Michał Głowiński’s “Circles of Strangeness” at the conference “Jewish Pole – Polish Jew”
The conference is organized by the Section for Research on the Literary Culture of National Minorities in Poland of the Institute of Polish Literature of the University of Warsaw and the Inter-Faculty Unit for Comparative Studies of the Institute of Polish Literature of the University of Warsaw.
During the panel discussion “Jewish identity in literary texts from the time of the Holocaust” on November 16th at 10:30 Prof. Aleksandra Ubertowska will give the lecture „»Circles of Strangeness«, double coming-out. Autobiographical project of Michał Głowiński”.
Michał Głowiński is a theorist and historian of literature, author of numerous essays and academic works (among others, “Nowomowa po polsku” – “Newspeak in Polish”), as well as autobiographical novels (such as “Czarne sezony” – “Black Seasons”, and “Historia jednej topoli” – “The Story of One Poplar”). The author focuses in his books on subjects such as the extermination of Jews in Poland and growing up in the Polish People’s Republic.
Prof. Michał Głowiński is one of “Irena Sendler’s children” – the Righteous Among the Nations rescued him from the Warsaw Ghetto and provided him with shelter on the so-called “Aryan side”.
Głowiński pays tribute to Irena Sendler in his newest book “Circles of Strangeness. An Autobiographical Story”, published by Wydawnictwo Literackie in 2010.
Irena Sendler, activist of the underground Council to Aid Jews “Żegota”, saved 2,500 children during the Second World War. Michał Głowiński was one of them.
He left the ghetto in January 1943, together with his parents. For a while he had been hiding on the so-called “Aryan” side, until the family’s friend – Irena Sendler – put him in an orphanage run by the nuns of the Servants of Blessed Virgin Mary Congregation in Turkowice. He lived there until the liberation.

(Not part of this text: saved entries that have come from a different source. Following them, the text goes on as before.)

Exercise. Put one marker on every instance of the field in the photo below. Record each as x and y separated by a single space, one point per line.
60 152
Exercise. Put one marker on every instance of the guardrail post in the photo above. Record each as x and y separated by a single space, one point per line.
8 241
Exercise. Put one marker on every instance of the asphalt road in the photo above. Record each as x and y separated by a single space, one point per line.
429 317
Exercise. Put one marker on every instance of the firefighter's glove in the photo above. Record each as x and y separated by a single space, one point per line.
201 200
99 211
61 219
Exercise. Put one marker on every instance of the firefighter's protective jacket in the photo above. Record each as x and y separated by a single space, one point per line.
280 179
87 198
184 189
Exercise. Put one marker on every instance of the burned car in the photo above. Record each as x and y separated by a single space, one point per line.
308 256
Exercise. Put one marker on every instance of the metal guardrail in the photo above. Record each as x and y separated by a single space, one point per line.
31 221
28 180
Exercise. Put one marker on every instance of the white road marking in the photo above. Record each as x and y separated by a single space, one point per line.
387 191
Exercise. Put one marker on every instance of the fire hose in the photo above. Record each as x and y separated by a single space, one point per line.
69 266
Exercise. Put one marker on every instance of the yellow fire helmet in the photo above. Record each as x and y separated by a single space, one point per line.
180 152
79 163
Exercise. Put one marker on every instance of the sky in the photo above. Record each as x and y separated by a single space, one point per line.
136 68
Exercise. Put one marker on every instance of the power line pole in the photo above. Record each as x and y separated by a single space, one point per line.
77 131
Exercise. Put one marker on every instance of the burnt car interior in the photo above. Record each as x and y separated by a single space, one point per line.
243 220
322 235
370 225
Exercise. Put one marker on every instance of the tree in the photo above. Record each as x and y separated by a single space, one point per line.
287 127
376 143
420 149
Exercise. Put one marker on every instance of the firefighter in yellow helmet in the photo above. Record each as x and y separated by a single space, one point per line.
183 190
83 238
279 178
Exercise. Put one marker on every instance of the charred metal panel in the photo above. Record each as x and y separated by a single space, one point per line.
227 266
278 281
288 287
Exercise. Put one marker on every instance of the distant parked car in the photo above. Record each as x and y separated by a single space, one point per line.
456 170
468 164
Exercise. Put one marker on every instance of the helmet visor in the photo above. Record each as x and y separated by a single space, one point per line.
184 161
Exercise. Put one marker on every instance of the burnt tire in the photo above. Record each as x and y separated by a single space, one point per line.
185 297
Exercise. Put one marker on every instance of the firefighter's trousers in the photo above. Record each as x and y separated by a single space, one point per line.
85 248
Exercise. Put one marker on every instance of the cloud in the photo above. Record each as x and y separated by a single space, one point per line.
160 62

Irena Sendler also helped his mother – she found her a job as a domestic servant in Otwock near Warsaw. Michał Głowiński describes the experience of hiding in such moving words: “I stopped being a child in the ghetto, I became a Jewish child hiding on the Aryan side, or rather hidden, because after all I couldn’t be an active side, I was transformed into an object, looked after by people with goodwill”.

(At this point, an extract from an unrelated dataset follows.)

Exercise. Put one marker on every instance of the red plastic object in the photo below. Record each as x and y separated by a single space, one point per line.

The two-day conference will consist of the following panel discussions: “Jewish identity in the interwar period”, “Polish-Jewish literature in the 19th century”, “Polish-Jewish literature in the interwar period”, “Jewish identity in literary texts from the time of the Holocaust”, “Polish-Jewish literature and its relations with Yiddish literature in postwar Poland” and “Identity described years later”.